It helps to see what these portfolios would hold today. Here are the top 10 holdings for each of the 50-stock versions of our strategies, along with each portfolio’s weighted average market cap.6 You can see, as you move left to right, that the top ten look more and more like the overall market because the market caps get bigger and bigger. 

Size vs. Edge

If you are a value investor, or a quality investor, or a yield investor, a key question is: how big is your edge versus the overall market? If you believe in price-to-book, your goal should be to achieve significant portfolio discounts versus the market on that measure. 

But the most notable difference across the portfolios in Table 2 is their size. When market cap is used as a variable for building a portfolio, it obscures any other edge that exists. Exxon Mobil has a price-to-book of 1.95⨉ but is a huge company so it has a weight of 3.6 percent in the Russell 1000® Value Index. Seadrill—a maligned energy stock—has a price-to-book of 0.18⨉. So it is much “cheaper” than Exxon, but it’s only a $1.6 billion company, so its weight in the index is 0.01 percent, which may as well be zero. 

If Exxon went up 40 percent, it would push the overall index up 1.44 percent. If Seadrill went up 40 percent, it would push the index up 0.004 percent. Seadrill would have to go up 14,400 percent to have the same impact as Exxon’s 40 percent rise.  

For the Russell 1000 Value, Exxon is by far the more important stock. But if you cared more about value than size, then the weights would be very different. Exxon is the biggest stock, but it’s only in the fiftieth percentile when sorted by price-to-book instead of by market cap. Seadrill is in the cheapest percentile. From the perspective of an active investor, this is very odd because cheapness should matter much more than market cap when deciding a stock’s weight in a portfolio. 

Different Means More Potential

If you weight stocks based on market cap—like the Russell 1000 Value does—then your portfolio will always have substantial overlap with the market (low active share). With all that overlap, there is only so much alpha you can earn.

Active share—our preferred measure of how different a portfolio is from its benchmark—is not a predictor of future performance but it is a good indicator of any strategy’s potential alpha. Figure 2 shows why. On every date through history (1962–2015), we bestow ourselves with perfect foresight so that we can build portfolios that will achieve the highest possible one-year forward excess return at each level of active share from zero percent to 90 percent. We use only stocks in the S&P 500 itself and allow a maximum position size of five percent in the portfolios, to avoid piling into just a few of the strongperforming stocks. The vertical axis of Figure 2 shows the maximum possible excess return (average of all historical periods) versus the S&P 500 across the active share levels. This potential cuts both ways, so we also show the “worst case” scenarios across the active share levels. At any given level of active share, the “potential” excess return skews more to the positive (see Figure 2, dashed line). More active portfolios have more potential for excess than less active portfolios.7 No one has perfect foresight, so nobody achieves alpha like this with any consistency. But these “best case” scenarios show the power of being different. 
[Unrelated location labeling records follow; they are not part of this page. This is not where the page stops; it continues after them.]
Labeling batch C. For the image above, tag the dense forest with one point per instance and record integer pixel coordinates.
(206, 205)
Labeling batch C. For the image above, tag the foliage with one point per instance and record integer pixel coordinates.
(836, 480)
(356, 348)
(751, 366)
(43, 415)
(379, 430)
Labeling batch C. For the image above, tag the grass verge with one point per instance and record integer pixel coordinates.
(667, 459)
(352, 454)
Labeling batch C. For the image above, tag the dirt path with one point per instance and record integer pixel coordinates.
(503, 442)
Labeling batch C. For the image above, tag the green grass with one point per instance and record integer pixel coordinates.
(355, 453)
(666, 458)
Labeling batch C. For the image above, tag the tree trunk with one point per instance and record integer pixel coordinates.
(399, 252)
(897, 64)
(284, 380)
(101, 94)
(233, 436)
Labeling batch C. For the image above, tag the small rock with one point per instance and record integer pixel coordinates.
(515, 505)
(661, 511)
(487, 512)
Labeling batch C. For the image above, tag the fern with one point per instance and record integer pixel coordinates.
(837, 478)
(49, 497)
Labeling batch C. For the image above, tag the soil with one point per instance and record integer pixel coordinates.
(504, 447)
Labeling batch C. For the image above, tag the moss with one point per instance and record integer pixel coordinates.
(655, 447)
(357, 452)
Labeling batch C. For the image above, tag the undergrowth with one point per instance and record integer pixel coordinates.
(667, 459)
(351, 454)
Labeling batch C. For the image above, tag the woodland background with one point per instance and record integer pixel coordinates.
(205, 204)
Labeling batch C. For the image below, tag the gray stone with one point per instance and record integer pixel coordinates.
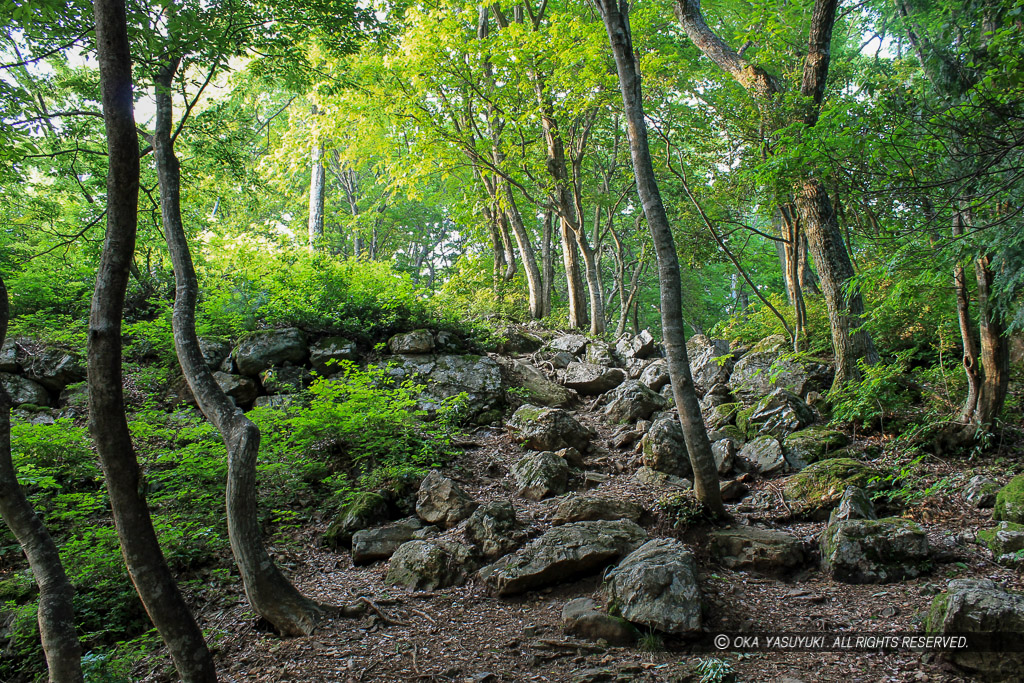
(584, 619)
(541, 474)
(763, 455)
(440, 501)
(549, 429)
(494, 528)
(665, 449)
(22, 390)
(873, 551)
(379, 544)
(272, 347)
(590, 380)
(428, 565)
(415, 342)
(632, 400)
(655, 586)
(562, 554)
(972, 606)
(578, 508)
(327, 354)
(763, 551)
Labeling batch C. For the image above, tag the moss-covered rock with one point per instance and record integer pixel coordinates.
(1010, 501)
(818, 487)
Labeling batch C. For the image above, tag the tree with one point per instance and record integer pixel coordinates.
(615, 16)
(108, 423)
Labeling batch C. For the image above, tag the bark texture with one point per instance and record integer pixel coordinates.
(108, 423)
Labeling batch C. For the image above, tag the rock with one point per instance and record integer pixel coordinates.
(763, 455)
(549, 429)
(272, 347)
(214, 352)
(428, 565)
(494, 528)
(873, 551)
(779, 414)
(599, 353)
(655, 375)
(415, 342)
(583, 617)
(573, 344)
(379, 544)
(363, 511)
(711, 363)
(981, 492)
(529, 383)
(541, 474)
(818, 487)
(242, 389)
(1010, 502)
(577, 508)
(632, 400)
(327, 354)
(665, 449)
(973, 606)
(855, 504)
(752, 549)
(440, 501)
(655, 586)
(22, 390)
(561, 554)
(724, 451)
(646, 475)
(53, 369)
(590, 380)
(285, 380)
(811, 444)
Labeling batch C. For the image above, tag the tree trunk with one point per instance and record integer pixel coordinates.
(615, 16)
(108, 423)
(269, 593)
(55, 615)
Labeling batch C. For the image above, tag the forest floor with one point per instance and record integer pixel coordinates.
(466, 634)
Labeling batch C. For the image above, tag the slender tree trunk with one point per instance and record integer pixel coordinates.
(615, 16)
(108, 423)
(269, 593)
(55, 615)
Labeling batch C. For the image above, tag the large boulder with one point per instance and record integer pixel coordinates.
(875, 551)
(711, 361)
(979, 606)
(1010, 502)
(665, 449)
(590, 380)
(440, 501)
(632, 400)
(540, 475)
(272, 347)
(549, 429)
(363, 511)
(494, 528)
(327, 354)
(428, 565)
(22, 390)
(817, 488)
(655, 586)
(578, 508)
(415, 342)
(561, 554)
(763, 551)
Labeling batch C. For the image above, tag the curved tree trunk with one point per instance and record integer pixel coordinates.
(269, 593)
(56, 615)
(108, 423)
(615, 16)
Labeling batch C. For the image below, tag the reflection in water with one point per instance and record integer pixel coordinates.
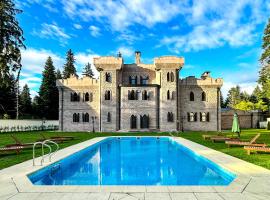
(131, 161)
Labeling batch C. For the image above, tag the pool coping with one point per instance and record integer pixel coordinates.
(244, 171)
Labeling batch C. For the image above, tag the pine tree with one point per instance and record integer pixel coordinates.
(88, 71)
(25, 101)
(69, 67)
(11, 42)
(58, 74)
(48, 92)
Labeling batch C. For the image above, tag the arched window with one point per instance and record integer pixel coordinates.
(109, 119)
(132, 95)
(170, 117)
(203, 96)
(144, 121)
(85, 117)
(204, 117)
(172, 77)
(86, 96)
(168, 94)
(168, 76)
(133, 122)
(133, 80)
(144, 95)
(108, 95)
(74, 96)
(191, 96)
(91, 97)
(173, 95)
(144, 80)
(76, 117)
(108, 77)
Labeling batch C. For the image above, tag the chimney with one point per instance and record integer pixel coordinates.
(137, 57)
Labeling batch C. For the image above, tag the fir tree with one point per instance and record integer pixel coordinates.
(69, 67)
(48, 92)
(11, 41)
(88, 71)
(58, 74)
(25, 101)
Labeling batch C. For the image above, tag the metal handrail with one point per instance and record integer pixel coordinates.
(52, 142)
(42, 146)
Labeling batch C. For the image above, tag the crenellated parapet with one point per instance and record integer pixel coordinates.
(74, 81)
(204, 81)
(108, 63)
(168, 62)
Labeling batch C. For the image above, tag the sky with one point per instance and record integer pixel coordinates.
(223, 37)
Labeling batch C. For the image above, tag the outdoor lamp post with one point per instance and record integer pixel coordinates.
(93, 121)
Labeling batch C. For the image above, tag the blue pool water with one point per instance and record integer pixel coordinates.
(133, 161)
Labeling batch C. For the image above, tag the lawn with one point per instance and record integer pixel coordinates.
(262, 159)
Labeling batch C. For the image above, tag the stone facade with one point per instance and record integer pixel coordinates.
(139, 97)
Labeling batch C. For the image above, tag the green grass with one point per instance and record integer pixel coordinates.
(9, 159)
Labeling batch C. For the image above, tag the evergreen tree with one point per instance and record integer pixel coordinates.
(25, 101)
(58, 74)
(48, 92)
(88, 71)
(234, 96)
(69, 67)
(11, 41)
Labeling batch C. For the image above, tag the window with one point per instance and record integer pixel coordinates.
(170, 117)
(74, 96)
(109, 117)
(192, 117)
(204, 117)
(144, 121)
(108, 77)
(144, 80)
(133, 122)
(133, 80)
(172, 77)
(173, 95)
(191, 96)
(132, 95)
(86, 96)
(76, 117)
(108, 95)
(144, 95)
(168, 94)
(85, 117)
(203, 96)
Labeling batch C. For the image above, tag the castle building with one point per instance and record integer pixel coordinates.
(139, 97)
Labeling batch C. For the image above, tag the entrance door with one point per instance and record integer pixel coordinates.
(144, 121)
(133, 122)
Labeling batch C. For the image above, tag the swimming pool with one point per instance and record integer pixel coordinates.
(133, 161)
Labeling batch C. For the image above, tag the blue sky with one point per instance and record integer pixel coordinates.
(223, 37)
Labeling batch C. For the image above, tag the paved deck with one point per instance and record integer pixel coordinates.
(252, 182)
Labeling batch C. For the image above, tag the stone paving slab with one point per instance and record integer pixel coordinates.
(252, 182)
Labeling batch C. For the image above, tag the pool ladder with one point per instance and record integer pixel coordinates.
(44, 143)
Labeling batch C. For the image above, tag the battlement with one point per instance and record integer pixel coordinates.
(206, 81)
(108, 63)
(168, 62)
(75, 81)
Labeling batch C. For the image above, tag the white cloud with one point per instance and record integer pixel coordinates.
(94, 31)
(77, 26)
(123, 13)
(53, 31)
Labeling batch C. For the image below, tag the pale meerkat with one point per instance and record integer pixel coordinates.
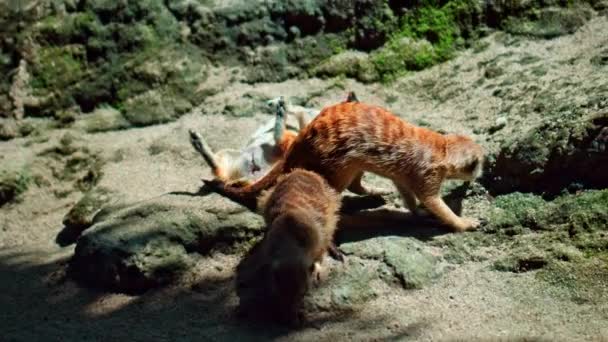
(266, 146)
(349, 138)
(301, 213)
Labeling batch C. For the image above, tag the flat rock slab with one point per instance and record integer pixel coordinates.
(135, 247)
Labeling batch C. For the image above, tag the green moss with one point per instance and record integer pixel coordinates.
(57, 68)
(154, 107)
(582, 212)
(428, 35)
(549, 22)
(13, 184)
(583, 282)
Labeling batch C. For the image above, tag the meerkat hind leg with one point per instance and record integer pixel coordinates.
(357, 187)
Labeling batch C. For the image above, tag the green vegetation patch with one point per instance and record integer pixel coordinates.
(13, 183)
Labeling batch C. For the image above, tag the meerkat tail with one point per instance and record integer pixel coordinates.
(352, 97)
(200, 145)
(280, 121)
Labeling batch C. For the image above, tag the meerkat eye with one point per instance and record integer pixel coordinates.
(472, 166)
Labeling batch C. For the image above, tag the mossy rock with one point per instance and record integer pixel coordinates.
(154, 107)
(134, 247)
(550, 22)
(412, 266)
(567, 150)
(13, 182)
(584, 212)
(101, 120)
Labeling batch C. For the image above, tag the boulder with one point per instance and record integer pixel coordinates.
(564, 151)
(132, 248)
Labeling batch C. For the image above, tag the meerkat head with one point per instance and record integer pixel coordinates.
(464, 158)
(291, 266)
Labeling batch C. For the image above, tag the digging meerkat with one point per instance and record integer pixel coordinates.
(301, 213)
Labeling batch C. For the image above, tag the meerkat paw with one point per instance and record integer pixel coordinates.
(239, 183)
(335, 253)
(467, 224)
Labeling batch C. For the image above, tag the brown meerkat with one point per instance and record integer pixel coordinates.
(349, 138)
(301, 213)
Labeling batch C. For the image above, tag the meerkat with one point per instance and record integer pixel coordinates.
(266, 146)
(301, 213)
(349, 138)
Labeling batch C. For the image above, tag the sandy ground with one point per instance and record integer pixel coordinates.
(470, 301)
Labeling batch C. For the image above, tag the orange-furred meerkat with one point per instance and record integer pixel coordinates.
(349, 138)
(301, 213)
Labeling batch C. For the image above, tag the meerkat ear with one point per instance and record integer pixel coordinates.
(351, 97)
(470, 167)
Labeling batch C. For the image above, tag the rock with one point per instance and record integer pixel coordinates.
(350, 63)
(101, 120)
(154, 107)
(132, 248)
(601, 59)
(82, 214)
(584, 212)
(348, 285)
(411, 264)
(9, 129)
(370, 267)
(13, 182)
(566, 150)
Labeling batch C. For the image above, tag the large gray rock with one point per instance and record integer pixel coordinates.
(132, 248)
(408, 259)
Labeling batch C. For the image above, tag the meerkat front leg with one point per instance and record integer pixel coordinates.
(408, 198)
(357, 187)
(437, 206)
(301, 117)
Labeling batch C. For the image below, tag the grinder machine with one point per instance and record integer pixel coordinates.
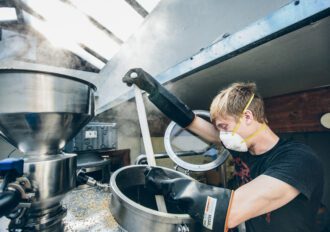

Factors like value have been a good way of putting yourself on the positive side of the potentiality curve above. Indeed, we saw the same thing with our different value portfolios: the more concentrated the portfolios are (higher active share), the better the average results. Amazingly, in the early 1980s, well over half of mutual funds had an active share above 80 percent—but only 20 percent or so of funds were this active as of 2009. Large, scaled up institutions now control a majority of the market. In 1950, between seven to eight percent of the market was managed by large institutions. In 2010, that number was 67 percent

Costs Matter

So far we’ve discussed paper returns only. We saw that, gross of costs, returns to the S&P 500 value strategy worsen as the number of stocks grows. Now let’s look at the same issue net of trading costs. Simple trading commissions are a real cost but our focus here is on market impact costs, which matter more for big asset managers. Once you start getting too big (trading billions of dollars), your trading moves the price of the names you are buying and selling—you pay a higher price when buying and get a lower price when selling than if you were an individual trading a $100,000 account. Market impact is a cost that doesn’t get enough attention because end investors can’t see it and asset managers don’t report it. Table 3 (below) shows how costs grow with assets. 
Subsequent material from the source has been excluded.